Outra coisa que não sai da minha cabeça, é o motivo da minha irmã estar falando alto, e sozinha, no quarto, às dezesseis horas da tarde de uma segunda-feira. Eu sei que todo mundo, em alguma hora da vida, acaba falando sozinho. Eu mesmo já me peguei falando sozinho em algumas vezes, acho que é normal.
Tudo bem, tem gente que fala sozinha na rua e ainda discute com si mesmo (ou com alguém totalmente invisível) e aí sim, isso é estranho. Eu tenho medo às vezes, não sei se devia confessar isso, mas tenho mesmo.
O problema é que os genes de Eduarda estão carregando a loucura hereditária de nossas fêmeas da casa.
E ela está falando bem alto.
- Por que você está gritando? – escancaro a porta do quarto dela.
- Dá pra você bater na porta?
- Ah, claro. Perdão. – me desculpo e fecho a porta, reencenando, retificado, o que acabei de fazer. Bato três vezes na porta antes de abri-la. – Por que você está gritando?
- Por que você está aqui?
- Porque você está gritando. E eu perguntei primeiro. – olho de Eduarda para a câmera que está virada em sua direção, e vice-versa. – Ai, meu Deus, você está se gravando falando sozinha! Você é pirada da cabeça!
- Caraca, Cícero, você é burro pra caramba.
- Olha só! – chego mais perto da câmera e sorrio. – "Oi, eu sou Eduarda.
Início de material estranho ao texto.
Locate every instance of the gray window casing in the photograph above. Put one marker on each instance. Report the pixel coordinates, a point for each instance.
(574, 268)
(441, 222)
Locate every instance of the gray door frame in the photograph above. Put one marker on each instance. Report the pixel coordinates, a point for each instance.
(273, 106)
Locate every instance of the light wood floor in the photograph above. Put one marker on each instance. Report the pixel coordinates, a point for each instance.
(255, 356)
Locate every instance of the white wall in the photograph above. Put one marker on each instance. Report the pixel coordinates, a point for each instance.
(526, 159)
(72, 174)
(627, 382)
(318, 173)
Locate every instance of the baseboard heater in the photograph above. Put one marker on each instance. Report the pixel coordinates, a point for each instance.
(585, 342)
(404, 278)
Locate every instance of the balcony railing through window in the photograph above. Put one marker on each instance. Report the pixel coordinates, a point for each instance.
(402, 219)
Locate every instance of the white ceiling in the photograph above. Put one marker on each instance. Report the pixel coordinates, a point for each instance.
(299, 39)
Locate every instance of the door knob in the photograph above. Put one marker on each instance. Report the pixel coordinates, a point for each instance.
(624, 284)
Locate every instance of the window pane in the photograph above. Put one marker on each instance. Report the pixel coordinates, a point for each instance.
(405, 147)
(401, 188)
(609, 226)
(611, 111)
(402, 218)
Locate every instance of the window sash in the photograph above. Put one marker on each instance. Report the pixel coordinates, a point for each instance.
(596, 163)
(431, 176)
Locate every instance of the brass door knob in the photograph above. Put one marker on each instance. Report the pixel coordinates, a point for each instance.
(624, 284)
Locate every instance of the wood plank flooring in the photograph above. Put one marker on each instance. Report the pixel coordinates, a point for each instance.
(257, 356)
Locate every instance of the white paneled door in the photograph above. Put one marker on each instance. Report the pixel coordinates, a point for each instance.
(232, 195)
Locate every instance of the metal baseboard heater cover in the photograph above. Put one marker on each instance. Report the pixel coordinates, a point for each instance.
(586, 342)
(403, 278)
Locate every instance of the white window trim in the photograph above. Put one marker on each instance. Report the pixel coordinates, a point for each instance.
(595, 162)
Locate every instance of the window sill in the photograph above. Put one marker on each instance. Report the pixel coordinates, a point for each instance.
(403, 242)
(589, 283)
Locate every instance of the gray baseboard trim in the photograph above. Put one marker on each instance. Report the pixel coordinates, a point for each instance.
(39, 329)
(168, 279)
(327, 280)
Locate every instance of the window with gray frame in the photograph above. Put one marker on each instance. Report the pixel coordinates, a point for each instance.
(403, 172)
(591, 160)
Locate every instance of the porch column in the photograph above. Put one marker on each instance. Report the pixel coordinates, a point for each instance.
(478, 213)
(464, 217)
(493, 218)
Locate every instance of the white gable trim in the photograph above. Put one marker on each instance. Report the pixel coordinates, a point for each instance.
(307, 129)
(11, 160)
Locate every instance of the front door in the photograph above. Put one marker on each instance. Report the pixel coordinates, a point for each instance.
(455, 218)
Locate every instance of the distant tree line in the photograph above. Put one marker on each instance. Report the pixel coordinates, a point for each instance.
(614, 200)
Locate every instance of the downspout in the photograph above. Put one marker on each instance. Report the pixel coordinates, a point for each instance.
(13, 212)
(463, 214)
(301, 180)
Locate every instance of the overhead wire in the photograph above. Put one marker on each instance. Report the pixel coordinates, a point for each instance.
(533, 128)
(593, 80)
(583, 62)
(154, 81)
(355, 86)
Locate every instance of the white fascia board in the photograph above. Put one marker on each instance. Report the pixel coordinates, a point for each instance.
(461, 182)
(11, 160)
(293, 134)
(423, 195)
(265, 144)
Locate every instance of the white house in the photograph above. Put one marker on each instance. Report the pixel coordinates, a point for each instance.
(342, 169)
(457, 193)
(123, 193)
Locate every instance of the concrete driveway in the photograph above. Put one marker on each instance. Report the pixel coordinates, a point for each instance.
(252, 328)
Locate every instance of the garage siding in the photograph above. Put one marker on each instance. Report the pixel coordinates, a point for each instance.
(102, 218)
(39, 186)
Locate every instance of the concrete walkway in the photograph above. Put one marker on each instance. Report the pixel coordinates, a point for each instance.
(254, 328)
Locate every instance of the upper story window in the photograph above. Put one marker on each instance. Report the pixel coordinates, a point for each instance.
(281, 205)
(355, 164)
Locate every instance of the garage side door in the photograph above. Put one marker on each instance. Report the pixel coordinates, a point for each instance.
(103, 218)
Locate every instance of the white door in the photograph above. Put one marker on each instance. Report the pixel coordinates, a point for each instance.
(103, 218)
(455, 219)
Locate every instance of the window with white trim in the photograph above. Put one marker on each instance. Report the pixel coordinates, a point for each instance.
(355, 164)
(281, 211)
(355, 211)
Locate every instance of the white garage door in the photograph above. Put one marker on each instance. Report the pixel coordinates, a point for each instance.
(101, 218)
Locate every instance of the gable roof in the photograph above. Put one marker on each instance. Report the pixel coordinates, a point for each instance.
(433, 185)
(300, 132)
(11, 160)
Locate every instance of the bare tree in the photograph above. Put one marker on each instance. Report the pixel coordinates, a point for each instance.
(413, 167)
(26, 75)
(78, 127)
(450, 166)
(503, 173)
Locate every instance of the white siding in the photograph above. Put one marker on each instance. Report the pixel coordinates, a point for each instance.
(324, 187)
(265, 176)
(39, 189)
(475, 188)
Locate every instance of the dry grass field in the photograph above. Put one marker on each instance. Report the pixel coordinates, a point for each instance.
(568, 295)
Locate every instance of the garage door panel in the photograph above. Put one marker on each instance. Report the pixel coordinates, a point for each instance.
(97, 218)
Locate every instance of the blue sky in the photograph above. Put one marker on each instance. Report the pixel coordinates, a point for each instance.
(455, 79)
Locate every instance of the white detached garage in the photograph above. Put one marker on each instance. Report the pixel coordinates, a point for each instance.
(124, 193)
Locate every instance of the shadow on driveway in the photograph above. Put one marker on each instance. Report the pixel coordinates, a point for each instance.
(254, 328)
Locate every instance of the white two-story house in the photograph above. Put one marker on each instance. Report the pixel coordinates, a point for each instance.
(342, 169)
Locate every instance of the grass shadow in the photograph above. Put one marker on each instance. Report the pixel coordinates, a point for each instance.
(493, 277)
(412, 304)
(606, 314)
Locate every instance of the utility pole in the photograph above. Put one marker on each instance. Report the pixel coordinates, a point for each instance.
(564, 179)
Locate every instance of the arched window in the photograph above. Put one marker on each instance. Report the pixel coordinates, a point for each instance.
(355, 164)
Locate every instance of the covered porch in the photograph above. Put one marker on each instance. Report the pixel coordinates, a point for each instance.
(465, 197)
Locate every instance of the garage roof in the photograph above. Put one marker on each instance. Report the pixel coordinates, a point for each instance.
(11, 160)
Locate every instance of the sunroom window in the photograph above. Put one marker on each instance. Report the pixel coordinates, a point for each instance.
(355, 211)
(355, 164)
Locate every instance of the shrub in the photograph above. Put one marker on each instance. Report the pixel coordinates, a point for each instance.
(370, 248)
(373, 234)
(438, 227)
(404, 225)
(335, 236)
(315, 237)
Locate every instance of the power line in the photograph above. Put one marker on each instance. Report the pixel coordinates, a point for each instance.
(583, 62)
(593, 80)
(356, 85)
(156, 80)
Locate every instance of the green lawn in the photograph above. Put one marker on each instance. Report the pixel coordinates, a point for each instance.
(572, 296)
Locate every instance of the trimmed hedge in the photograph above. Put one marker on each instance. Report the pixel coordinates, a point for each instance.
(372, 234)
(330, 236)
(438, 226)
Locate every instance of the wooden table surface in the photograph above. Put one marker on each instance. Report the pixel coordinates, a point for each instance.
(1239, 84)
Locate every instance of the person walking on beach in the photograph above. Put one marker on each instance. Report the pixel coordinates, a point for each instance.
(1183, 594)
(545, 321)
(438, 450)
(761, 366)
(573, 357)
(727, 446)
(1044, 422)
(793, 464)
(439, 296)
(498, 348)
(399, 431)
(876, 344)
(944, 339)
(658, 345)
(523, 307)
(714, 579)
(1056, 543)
Gosto do de ficar falando sozinha porque sou pirada da cabeça" – faço uma imitação barata de sua voz, gesticulando semelhante a ela.
- Sai daqui! – ela ri, me expulsando. – É pro meu blog. Você está me atrapalhando. – empina o queixo.
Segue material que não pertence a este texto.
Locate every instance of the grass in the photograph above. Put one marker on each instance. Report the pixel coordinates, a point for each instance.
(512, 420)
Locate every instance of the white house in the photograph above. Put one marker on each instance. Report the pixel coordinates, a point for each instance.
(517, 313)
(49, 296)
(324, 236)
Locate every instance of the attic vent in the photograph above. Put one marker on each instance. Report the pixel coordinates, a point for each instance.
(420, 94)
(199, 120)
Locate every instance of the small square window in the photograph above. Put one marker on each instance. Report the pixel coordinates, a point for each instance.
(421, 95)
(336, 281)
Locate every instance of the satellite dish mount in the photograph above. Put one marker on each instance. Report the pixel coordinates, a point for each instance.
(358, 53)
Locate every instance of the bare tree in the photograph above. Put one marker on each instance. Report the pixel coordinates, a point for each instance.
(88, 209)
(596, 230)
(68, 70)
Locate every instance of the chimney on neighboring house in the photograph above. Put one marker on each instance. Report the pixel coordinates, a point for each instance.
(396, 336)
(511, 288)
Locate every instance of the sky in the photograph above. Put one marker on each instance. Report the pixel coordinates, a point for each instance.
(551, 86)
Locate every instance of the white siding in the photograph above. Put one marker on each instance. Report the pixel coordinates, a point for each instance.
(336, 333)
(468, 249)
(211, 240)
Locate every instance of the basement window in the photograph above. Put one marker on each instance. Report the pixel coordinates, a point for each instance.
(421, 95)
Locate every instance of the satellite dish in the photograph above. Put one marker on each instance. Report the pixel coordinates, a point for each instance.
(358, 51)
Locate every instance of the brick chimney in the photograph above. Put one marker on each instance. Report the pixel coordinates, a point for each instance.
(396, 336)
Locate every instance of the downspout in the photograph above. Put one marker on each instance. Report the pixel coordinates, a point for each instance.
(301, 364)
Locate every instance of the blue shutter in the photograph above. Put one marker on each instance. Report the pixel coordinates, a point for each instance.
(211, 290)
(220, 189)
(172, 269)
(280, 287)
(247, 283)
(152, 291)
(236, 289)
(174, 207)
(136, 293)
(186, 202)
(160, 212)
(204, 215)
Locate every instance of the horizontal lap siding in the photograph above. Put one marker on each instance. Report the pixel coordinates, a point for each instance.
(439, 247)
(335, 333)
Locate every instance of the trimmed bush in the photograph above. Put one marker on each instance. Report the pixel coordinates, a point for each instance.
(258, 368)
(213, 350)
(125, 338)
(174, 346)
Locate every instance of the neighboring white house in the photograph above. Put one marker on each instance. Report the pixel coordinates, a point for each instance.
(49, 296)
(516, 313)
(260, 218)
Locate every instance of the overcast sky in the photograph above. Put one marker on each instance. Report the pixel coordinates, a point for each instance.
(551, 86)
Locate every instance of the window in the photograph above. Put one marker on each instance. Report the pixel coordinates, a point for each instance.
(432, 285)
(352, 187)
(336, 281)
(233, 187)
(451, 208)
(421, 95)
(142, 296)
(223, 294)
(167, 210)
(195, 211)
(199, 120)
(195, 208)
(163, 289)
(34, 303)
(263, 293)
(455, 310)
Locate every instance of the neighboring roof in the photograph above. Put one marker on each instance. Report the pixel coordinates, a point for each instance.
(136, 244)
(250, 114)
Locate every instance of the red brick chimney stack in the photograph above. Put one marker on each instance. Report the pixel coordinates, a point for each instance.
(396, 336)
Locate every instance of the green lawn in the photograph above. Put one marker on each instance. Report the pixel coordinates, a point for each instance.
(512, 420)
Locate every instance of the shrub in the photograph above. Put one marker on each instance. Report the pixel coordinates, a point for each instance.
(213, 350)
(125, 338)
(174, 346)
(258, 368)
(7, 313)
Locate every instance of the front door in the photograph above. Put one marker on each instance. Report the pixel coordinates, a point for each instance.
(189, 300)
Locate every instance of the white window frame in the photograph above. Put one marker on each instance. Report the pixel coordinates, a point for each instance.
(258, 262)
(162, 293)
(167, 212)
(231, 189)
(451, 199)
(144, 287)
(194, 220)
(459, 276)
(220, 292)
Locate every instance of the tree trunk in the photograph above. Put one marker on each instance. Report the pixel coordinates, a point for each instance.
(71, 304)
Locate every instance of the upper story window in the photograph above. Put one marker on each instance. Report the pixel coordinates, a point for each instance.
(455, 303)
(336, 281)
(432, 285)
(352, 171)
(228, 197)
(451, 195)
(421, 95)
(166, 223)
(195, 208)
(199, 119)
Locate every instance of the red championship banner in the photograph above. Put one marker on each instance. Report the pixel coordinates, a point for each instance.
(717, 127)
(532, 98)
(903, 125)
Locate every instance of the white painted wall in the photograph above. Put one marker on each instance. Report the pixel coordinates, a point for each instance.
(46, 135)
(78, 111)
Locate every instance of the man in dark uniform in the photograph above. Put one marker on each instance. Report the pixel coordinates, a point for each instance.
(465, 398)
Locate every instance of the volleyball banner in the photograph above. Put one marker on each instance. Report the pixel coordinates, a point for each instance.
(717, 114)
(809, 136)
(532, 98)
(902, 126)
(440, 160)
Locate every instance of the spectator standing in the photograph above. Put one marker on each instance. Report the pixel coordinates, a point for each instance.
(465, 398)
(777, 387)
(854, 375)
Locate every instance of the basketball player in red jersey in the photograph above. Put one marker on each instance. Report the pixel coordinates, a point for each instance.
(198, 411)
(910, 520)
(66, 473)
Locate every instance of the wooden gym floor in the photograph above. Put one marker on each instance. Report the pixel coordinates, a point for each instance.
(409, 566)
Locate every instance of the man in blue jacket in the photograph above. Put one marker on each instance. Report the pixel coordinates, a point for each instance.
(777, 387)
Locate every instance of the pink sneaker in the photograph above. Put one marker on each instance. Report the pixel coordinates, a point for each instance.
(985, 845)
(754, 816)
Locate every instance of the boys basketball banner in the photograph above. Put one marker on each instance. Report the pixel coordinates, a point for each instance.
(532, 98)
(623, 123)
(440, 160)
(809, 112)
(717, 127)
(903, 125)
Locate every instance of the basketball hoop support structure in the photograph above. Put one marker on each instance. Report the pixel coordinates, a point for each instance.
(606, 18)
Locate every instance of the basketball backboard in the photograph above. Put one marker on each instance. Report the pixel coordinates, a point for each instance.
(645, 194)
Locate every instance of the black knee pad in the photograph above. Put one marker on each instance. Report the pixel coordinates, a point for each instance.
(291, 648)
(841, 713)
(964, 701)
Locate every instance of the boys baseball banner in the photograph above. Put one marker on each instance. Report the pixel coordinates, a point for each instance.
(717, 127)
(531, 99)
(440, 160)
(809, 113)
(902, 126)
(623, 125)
- Eu quero assistir, me deixa ficar. Tô com um tédio enorme.
- Só não vai atrapalhar. – ela sussurra.
- Prometo! – me jogo em sua cama e tiro fotos dela falando com a câmera, depois envio para Gregório, que concorda comigo quando digo que minha irmã é completamente pirada.
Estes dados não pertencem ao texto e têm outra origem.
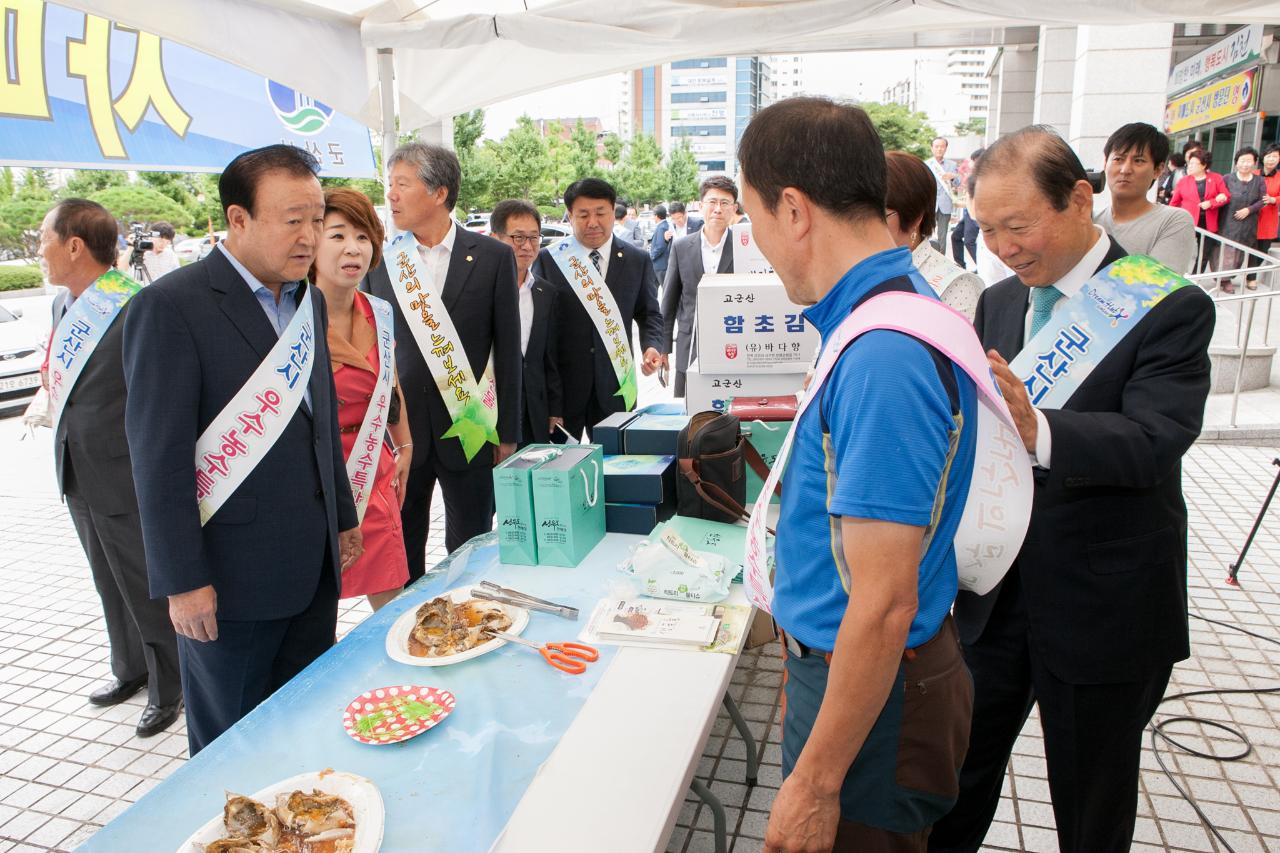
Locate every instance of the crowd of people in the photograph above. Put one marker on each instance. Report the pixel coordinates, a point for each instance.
(224, 516)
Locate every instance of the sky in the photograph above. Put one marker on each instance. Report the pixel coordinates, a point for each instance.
(854, 76)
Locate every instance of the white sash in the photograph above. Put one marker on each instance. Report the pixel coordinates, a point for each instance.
(362, 461)
(999, 505)
(574, 261)
(248, 425)
(472, 406)
(81, 331)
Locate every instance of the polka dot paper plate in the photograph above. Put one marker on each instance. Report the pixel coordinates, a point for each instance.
(396, 714)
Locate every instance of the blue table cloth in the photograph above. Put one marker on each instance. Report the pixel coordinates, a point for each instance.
(452, 788)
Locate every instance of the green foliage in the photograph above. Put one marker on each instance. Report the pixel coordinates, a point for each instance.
(136, 203)
(681, 173)
(19, 224)
(21, 278)
(901, 129)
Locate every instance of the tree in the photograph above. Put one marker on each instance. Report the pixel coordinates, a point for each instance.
(973, 127)
(640, 176)
(901, 129)
(140, 204)
(86, 182)
(681, 173)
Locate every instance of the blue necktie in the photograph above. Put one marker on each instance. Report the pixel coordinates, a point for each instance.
(1042, 306)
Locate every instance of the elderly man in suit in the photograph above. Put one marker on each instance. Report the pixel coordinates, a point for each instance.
(1092, 616)
(517, 223)
(588, 374)
(247, 524)
(707, 250)
(470, 279)
(91, 457)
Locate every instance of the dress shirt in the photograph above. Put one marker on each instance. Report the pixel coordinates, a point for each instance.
(526, 310)
(1069, 286)
(712, 254)
(278, 313)
(435, 260)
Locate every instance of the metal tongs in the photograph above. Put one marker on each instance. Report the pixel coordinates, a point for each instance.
(489, 591)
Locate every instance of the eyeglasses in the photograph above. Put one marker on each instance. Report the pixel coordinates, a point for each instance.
(522, 240)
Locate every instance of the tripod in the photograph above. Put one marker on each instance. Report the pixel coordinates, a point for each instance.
(1235, 566)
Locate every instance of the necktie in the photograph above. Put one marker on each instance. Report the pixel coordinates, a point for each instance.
(1042, 306)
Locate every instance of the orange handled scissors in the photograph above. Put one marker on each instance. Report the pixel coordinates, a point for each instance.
(566, 657)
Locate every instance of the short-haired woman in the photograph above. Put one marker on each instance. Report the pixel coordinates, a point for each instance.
(350, 246)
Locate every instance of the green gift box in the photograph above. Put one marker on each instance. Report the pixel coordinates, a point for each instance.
(513, 501)
(568, 505)
(767, 438)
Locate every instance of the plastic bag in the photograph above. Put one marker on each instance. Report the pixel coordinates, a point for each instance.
(667, 568)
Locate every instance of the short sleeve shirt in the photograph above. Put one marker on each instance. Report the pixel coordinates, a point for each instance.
(882, 443)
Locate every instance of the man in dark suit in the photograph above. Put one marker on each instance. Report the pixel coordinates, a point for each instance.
(519, 224)
(252, 592)
(91, 457)
(708, 249)
(1092, 615)
(673, 223)
(586, 374)
(474, 278)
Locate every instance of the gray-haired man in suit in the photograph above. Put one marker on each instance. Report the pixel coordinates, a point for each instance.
(707, 250)
(91, 456)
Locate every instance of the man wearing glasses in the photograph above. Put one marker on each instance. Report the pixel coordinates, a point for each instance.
(517, 223)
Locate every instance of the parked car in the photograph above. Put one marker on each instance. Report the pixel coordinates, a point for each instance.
(21, 356)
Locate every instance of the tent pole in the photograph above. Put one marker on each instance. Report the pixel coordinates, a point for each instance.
(385, 77)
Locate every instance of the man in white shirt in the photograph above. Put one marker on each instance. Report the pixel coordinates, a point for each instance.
(709, 250)
(517, 223)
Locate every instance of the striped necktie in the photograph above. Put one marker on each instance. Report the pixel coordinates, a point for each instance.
(1042, 306)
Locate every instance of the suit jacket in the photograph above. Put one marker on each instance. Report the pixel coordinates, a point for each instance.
(191, 342)
(1104, 565)
(680, 293)
(90, 443)
(659, 250)
(635, 288)
(543, 393)
(483, 300)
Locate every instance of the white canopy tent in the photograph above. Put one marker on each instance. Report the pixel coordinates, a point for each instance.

Ela basicamente fala sobre o último musical que assistiu e como foi incrível, depois comenta sobre alguns filmes e séries. Eu não fazia ideia de que ela conhecia tanto sobre os assuntos, mas não digo nada. Acho que, para ser sincero, não sei de muitas coisas sobre ela. Acontece que Eduarda é muito aberta para o mundo, mas fechada para mim. A culpa não é só dela, eu também não procuro me interessar.
Quando ela está comentando sobre Os Miseráveis, faço um comentário e ela, simplesmente, taca o dinossauro de Toy Story em cima de mim.
- É muito chato, sim! – digo mais uma vez, me recuperando do impacto. – Doeu, ok?
- Cícero, é impossível gravar com você aqui. Sai! – ela olha pra mim, tacando o Woody em minha direção, depois se volta para a câmera, revirando os olhos. – E esse, minha gente, é meu irmão gêmeo.
- Minha irmã é uma pessoa horrível, se eu fosse vocês, iria parar de ver agora. Ela roubou a minha calça!
- Eu vou te bater! – ela ri. Depois de alguns segundos, desliga a câmera. – Vou ter de continuar depois, porque um intruso resolveu me importunar.
- É que eu te amo muito.
Ela revira os olhos.
- O que o traz aqui? - vem deslizando com a cadeira até a cama, pegando o Woody do meu colo e o abraça, fazendo carinho nele como se, daqui a qualquer momento, ele fosse ganhar vida de verdade.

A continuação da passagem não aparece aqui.